Big Ten Wonk
Tuesday, November 01, 2005
 
A preface to statistics
Alert readers may have noticed that I've coughed up a baseball-esque wall o' stats as part of the new-year kickoff festivities. And just as surely as a Steve Alford whine about an alleged lack of FTAs follows every Iowa loss, this kind of middle-of-the-night stat-dumping will likely result in an email to your intrepid blogger that will go about like this: Stats are meaningless, watch the games, give me a guy who's a winner any day and you can keep your numbers, etc.

Fear not, fair readers. Two prefatory points I'd commend to your profound consideration....

1. It's November--what else am I going to blog about?
The bevy of stats in this space is not unprecedented. Last November I busied myself with detailed considerations of Michigan State's shooting percentages and assist-turnover ratios--only no one cared because no one was reading any of it. This year, my site counter informs me, is different in that respect.

So sit tight. Right now all we have is our memories, goings-on at practice (zzz), and any other chatter floating around loose out there. But, yippee skippy, the ACC-Big Ten Challenge is just a few weeks away. And, just like last season, this Iowa Caucuses of hoops should give us plenty of new material, thus furnishing the escape velocity this blog needs for a justly frivolous acronym-slathered five-month orbit around this thing called Big Ten hoops.

2. Stats don't tell the whole story.
Consider this stat line from last season, posted by a 6-10 Big Ten player:

4.5 PPG, 1.05 PPWS, 11.1 reb. pct., 1.7 assists per 100 possessions

What can we say about this guy? Not much of a scorer, obviously; certainly not an efficient one--his 1.05 PPWS puts him below even the notoriously inefficient Bracey Wright.

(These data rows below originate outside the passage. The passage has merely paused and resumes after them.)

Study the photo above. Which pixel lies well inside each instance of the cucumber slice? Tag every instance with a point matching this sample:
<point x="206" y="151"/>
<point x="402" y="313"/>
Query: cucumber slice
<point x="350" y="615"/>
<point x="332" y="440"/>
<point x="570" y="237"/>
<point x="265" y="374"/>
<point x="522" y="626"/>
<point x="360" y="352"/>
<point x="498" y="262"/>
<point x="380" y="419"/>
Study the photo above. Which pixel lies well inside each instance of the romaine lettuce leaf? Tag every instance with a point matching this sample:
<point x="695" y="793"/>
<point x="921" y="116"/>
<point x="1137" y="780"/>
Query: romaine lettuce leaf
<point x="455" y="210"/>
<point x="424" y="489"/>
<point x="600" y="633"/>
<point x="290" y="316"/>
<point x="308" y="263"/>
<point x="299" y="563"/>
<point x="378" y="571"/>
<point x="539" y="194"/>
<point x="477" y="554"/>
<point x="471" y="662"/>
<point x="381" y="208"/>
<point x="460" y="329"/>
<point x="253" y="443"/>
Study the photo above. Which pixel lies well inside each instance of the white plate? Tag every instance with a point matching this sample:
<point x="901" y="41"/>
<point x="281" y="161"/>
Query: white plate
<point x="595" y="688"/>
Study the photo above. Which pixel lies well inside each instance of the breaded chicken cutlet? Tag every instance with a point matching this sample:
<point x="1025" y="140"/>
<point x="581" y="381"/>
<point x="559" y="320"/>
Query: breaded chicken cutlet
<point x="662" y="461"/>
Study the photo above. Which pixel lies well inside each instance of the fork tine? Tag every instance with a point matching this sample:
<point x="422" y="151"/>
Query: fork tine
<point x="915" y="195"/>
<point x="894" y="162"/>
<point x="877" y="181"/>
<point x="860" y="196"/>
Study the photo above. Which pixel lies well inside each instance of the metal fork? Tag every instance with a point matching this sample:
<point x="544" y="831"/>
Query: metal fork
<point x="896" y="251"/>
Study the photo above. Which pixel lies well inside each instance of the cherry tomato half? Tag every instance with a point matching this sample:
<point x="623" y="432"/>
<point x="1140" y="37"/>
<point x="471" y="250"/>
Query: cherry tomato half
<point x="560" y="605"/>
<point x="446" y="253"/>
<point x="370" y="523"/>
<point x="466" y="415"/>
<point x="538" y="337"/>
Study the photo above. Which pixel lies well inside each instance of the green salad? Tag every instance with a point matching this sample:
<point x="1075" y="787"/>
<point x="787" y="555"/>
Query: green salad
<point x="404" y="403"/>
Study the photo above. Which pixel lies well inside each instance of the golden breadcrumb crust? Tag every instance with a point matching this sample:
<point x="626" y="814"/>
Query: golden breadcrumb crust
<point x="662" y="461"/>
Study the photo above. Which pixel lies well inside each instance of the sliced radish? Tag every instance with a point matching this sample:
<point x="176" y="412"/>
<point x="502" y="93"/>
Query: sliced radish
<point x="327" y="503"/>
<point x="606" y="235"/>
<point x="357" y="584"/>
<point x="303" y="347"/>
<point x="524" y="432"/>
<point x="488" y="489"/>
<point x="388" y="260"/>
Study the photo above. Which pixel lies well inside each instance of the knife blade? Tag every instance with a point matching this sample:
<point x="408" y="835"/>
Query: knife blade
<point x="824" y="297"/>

As for the rest: the 11.1 rebound percentage would be impressive if he were half-a-foot shorter but for a 6-10 guy that's frankly mediocre--if not downright anemic. And if his teammates are waiting for a dish from this guy they'll be waiting a very long time.

(Ha! Now for the Folgers-crystals-like surprise! Ooo, this is gonna be great!) "This guy" is in fact the now-departed Jack Ingram of Illinois. He graduated, he ain't in the NBA, and, goodness knows, he poses no threat to any professional's roster spot. I'm not suggesting Ingram was the second coming of Glenn Robinson--or even Brian Cardinal. And yet....

Was he not a key ingredient in the Illini's season? Let Wisconsin fans answer, mindful of Ingram's two huge threes in Madison that transformed a three-point deficit into a three-point Illini lead in a little more than sixty seconds. Let Arizona fans answer, mindful not only of Ingram's pivotal and fateful steal of the Wildcat inbounds pass in the game's final minute but also of his subsequent, immediate, and decisive action in a chaotic coaching-free zone: moving into screening position on the opposite wing from the ball, a move that made possible Deron Williams' game-tying three. Was he not key?

Stats don't tell the whole story. No one thing tells the whole story. Your intrepid blogger will therefore continue to strive for a C. Wright Mills-esque sociological imagination kind of thing: thoughts resting not only on numbers but also on input from the optic nerves and from the tiny Wonk inner voice (TWIV). We'll see how that goes.